You are viewing a plain text version of this content. The canonical link for it is here.

Posted to mapreduce-user@hadoop.apache.org by Hassen Riahi <ha...@cern.ch> on 2011/06/22 14:51:02 UTC

Parallelize a workflow using mapReduce

Hi all,

I'm looking to parallelize a workflow using mapReduce. The workflow  
can be summarized as following:

1- Specify the list of paths of binary files to process in a  
configuration file (let's call this configuration file CONFIG). These  
binary files are stored in HDFS. This list of path can vary from 1  
files to 10000* files.
2- Process the list of files given in CONFIG: It is done by calling a  
command (let's call it commandX) and giving CONFIG as option, smthg  
like: commandX CONFIG. CommandX reads CONFIG and takes care to open  
the files, process them and generate then the output.
3- Merging...this step can be ignored for now.

The only solutions that I'm seeing to port this workflow to mapReduce  
are:

1- Write a map code which takes as input a list of paths and then call  
appropriately commandX. But, AFAIK, the job will not be split and will  
run as a single mapReduce job over HDFS.
2- Read the input files, and then get the output of the read operation  
and pass it as input to map code. This solution implies a deeper and  
complicated modification of commandX.

Any ideas, comments or suggestions would be appreciated.

Thanks in advance for the help,
Hassen

Re: Parallelize a workflow using mapReduce

Posted by Bibek Paudel <et...@gmail.com>.

On Wed, Jun 22, 2011 at 5:00 PM, Bibek Paudel <et...@gmail.com> wrote:
> On Wed, Jun 22, 2011 at 2:51 PM, Hassen Riahi <ha...@cern.ch> wrote:
>> Hi all,
>>
>> I'm looking to parallelize a workflow using mapReduce. The workflow can be
>> summarized as following:
>>
>> 1- Specify the list of paths of binary files to process in a configuration
>> file (let's call this configuration file CONFIG).

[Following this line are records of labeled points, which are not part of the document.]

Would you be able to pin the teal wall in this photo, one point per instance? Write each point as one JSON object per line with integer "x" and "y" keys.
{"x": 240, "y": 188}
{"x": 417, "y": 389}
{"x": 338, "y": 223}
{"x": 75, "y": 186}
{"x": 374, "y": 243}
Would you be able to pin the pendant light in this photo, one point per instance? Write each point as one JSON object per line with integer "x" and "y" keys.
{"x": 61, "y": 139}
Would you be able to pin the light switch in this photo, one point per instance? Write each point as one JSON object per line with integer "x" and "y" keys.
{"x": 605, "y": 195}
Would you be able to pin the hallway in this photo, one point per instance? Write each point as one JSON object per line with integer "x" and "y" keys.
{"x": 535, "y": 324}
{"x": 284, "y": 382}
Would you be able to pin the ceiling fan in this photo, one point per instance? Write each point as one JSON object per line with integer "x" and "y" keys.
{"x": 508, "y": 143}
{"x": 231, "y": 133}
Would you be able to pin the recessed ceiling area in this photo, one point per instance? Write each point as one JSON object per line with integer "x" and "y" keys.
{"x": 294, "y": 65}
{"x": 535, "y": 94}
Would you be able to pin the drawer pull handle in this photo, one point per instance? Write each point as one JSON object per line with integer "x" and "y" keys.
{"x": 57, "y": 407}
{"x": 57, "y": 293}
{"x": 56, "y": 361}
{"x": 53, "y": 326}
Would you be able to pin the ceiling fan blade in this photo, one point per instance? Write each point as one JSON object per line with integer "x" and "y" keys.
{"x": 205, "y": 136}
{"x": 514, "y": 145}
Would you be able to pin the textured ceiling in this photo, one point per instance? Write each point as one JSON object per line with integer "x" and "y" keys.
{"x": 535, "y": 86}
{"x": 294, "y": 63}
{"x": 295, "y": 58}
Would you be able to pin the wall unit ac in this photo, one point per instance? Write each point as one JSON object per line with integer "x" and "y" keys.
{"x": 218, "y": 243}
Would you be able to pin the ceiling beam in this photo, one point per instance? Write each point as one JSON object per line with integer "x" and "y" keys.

These binary files are
>> stored in HDFS. This list of path can vary from 1 files to 10000* files.
>> 2- Process the list of files given in CONFIG: It is done by calling a
>> command (let's call it commandX) and giving CONFIG as option, smthg like:
>> commandX CONFIG. CommandX reads CONFIG and takes care to open the files,
>> process them and generate then the output.
>> 3- Merging...this step can be ignored for now.
>>
>> The only solutions that I'm seeing to port this workflow to mapReduce are:
>>
>> 1- Write a map code which takes as input a list of paths and then call
>> appropriately commandX. But, AFAIK, the job will not be split and will run
>> as a single mapReduce job over HDFS.
>> 2- Read the input files, and then get the output of the read operation and
>> pass it as input to map code. This solution implies a deeper and complicated
>> modification of commandX.
>>
>> Any ideas, comments or suggestions would be appreciated.
>
> Hi,
> If you are looking for a hadoop-oriented solution to this, here is my
> suggestion:
>
> 1. Create a HDFS directory with all your input files in it. If you
> don't want to do this, create a JobConf object and add each input file
> into it (maybe by reading your CONFIG).
>
> 2. Overrise FileInputFormat and return false from isSplitable method-
> this causes each input file to be processed by a single mapper.
>

Of course, the third step would be running CommandX from the mapper :)

-b

Re: Parallelize a workflow using mapReduce

Posted by Joey Echeverria <jo...@cloudera.com>.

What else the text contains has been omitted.